Tesla has a history of making boastful statements about its cars. It famously referred to the Model 3 as the safest car on earth until the American government asked it to stop making misleading assertions. Company co-founder and CEO Elon Musk, however, has now shown a surprising amount of humility by setting aside industry rivalries to congratulate a rival.
Posting on Twitter, his favorite social media platform, Musk praised the battery-electric Mustang Mach E (pictured) that Ford introduced during an event held on Sunday, November 17. The tweet came with an odd twist of irony, because Ford’s first dedicated electric model is aimed directly at the Model Y scheduled to enter production alongside the Model 3 in 2020.

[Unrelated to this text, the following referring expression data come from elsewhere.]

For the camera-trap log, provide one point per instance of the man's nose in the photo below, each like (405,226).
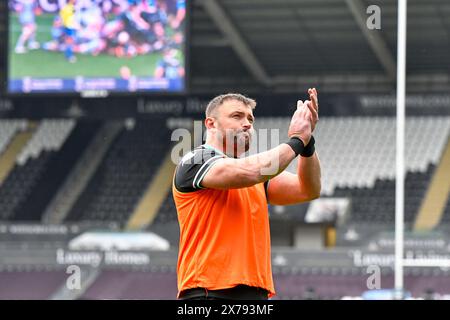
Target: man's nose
(247,124)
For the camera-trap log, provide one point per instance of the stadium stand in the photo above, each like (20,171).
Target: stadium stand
(120,180)
(358,161)
(8,129)
(29,171)
(29,285)
(121,284)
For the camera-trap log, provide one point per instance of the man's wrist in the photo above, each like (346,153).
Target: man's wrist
(296,144)
(309,149)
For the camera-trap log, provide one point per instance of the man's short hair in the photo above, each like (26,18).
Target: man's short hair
(219,100)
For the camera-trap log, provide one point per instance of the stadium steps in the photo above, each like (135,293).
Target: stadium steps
(433,205)
(153,197)
(15,147)
(79,177)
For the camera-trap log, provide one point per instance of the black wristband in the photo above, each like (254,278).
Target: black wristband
(309,150)
(297,145)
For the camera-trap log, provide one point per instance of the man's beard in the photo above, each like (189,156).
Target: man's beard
(237,143)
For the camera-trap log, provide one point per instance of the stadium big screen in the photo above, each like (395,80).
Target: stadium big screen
(88,45)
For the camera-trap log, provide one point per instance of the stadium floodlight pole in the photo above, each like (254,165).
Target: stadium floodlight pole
(400,149)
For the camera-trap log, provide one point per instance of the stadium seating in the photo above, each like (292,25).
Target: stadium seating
(30,285)
(117,185)
(7,130)
(117,284)
(358,161)
(30,168)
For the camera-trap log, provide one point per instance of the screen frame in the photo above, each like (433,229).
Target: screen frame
(80,94)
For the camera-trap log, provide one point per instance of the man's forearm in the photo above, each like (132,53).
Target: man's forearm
(268,164)
(309,175)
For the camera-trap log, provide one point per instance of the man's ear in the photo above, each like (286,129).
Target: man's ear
(210,123)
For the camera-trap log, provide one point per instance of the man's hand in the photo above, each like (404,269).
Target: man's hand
(300,126)
(313,106)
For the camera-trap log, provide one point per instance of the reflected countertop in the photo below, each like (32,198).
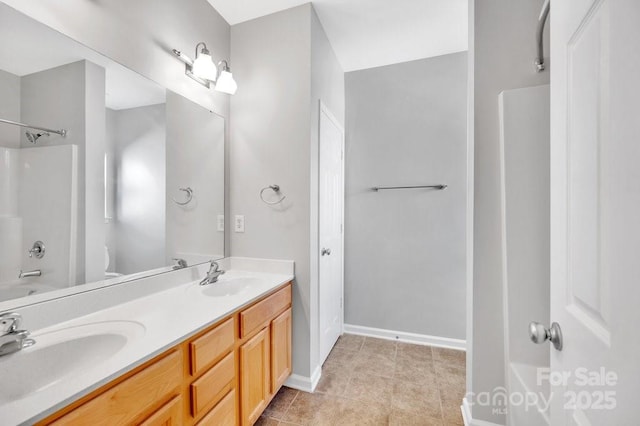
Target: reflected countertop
(166,317)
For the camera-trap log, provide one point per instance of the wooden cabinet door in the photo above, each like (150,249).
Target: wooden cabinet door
(280,350)
(169,415)
(254,376)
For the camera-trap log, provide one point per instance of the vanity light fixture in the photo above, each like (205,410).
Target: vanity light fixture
(203,65)
(225,82)
(203,70)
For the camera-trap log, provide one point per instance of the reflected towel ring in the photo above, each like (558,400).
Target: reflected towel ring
(189,192)
(274,188)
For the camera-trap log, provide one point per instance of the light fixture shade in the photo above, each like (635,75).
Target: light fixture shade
(204,67)
(226,83)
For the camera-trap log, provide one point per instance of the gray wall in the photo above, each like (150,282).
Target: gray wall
(405,250)
(284,65)
(270,131)
(503,45)
(9,109)
(139,222)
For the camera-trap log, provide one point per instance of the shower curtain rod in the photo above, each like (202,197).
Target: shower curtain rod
(61,132)
(544,14)
(380,188)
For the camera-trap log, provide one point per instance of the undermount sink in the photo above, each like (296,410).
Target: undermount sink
(227,286)
(60,353)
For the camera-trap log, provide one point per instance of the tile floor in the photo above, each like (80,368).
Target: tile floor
(368,381)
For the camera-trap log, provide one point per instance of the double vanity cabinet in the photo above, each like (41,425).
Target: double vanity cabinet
(224,375)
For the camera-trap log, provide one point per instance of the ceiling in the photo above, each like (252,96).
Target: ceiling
(372,33)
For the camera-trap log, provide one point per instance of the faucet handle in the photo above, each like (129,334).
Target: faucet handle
(10,321)
(180,263)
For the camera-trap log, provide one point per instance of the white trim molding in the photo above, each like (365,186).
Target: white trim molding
(304,383)
(401,336)
(469,420)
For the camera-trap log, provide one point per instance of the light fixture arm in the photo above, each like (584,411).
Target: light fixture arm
(225,67)
(222,67)
(188,67)
(204,50)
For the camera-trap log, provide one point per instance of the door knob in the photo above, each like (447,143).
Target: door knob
(539,334)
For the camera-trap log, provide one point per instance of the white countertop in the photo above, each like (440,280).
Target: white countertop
(163,319)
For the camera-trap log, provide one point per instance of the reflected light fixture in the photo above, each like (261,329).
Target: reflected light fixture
(225,82)
(203,66)
(204,71)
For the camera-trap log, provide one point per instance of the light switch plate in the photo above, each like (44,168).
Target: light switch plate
(239,223)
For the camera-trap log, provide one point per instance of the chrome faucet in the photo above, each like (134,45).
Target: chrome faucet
(213,274)
(34,273)
(12,339)
(180,263)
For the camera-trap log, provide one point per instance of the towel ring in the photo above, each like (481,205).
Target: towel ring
(274,188)
(189,192)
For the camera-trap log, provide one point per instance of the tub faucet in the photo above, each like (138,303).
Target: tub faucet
(12,339)
(213,274)
(180,263)
(34,273)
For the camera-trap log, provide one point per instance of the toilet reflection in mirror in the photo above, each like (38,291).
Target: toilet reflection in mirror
(100,194)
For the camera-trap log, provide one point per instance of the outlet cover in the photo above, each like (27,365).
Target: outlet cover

“Congratulations on the Mach E! Sustainable/electric cars are the future! Excited to see this announcement from Ford, as it will encourage other carmakers to go electric, too,” the executive wrote. Seeing one of the automotive industry’s leaders acknowledge a product made by a rival — let alone congratulating the brand for making it — is highly unusual.
Congratulations on the Mach E! Sustainable/electric cars are the future!! Excited to see this announcement from Ford, as it will encourage other carmakers to go electric too.
— Elon Musk (@elonmusk) November 18, 2019
Neither model is in production yet, so it’s too early to tell who will win the sales race. Ford competing against the Model Y could take a toll on Tesla, but the Mach E falls in line with the company’s mission statement of accelerating the world’s transition to sustainable energy. Both crossovers compete in a burgeoning segment that will become crowded during the 2020s. Volkswagen, Nissan, and Volvo sister company Polestar are on the long list of companies that want a slice of it.
The Mach E is a little bit more than a rival, however: it’s the car that killed sex. Rewind to 2014, when Tesla was a much smaller player in the global automotive industry. The company planned to expand its range (which, at the time, included only the Model S and the Model X) with an entry-level car called Model E. Ring a bell? Its three-car lineup would have consisted of the S, the E, and the X. The two companies amicably agreed Ford owned the name Model E in 2010, but Tesla tried re-registering the nameplate four years later. This time, the Blue Oval allegedly threatened to sue.
“And we’re like, ‘Ford’s killing SEX, that’s terrible.’ So, OK, fine, we won’t use the Model E,” Musk said at the time.
The company claimed Model E sounded too much like Model T, one of the car world’s greatest hits, so Tesla chose the name Model 3. In hindsight, we wouldn’t be surprised if executives knew the Mach E — which started out as a far less Mustang-like model — was on the drawing board, and wanted to avoid ending up with overlapping nameplates in a similar space.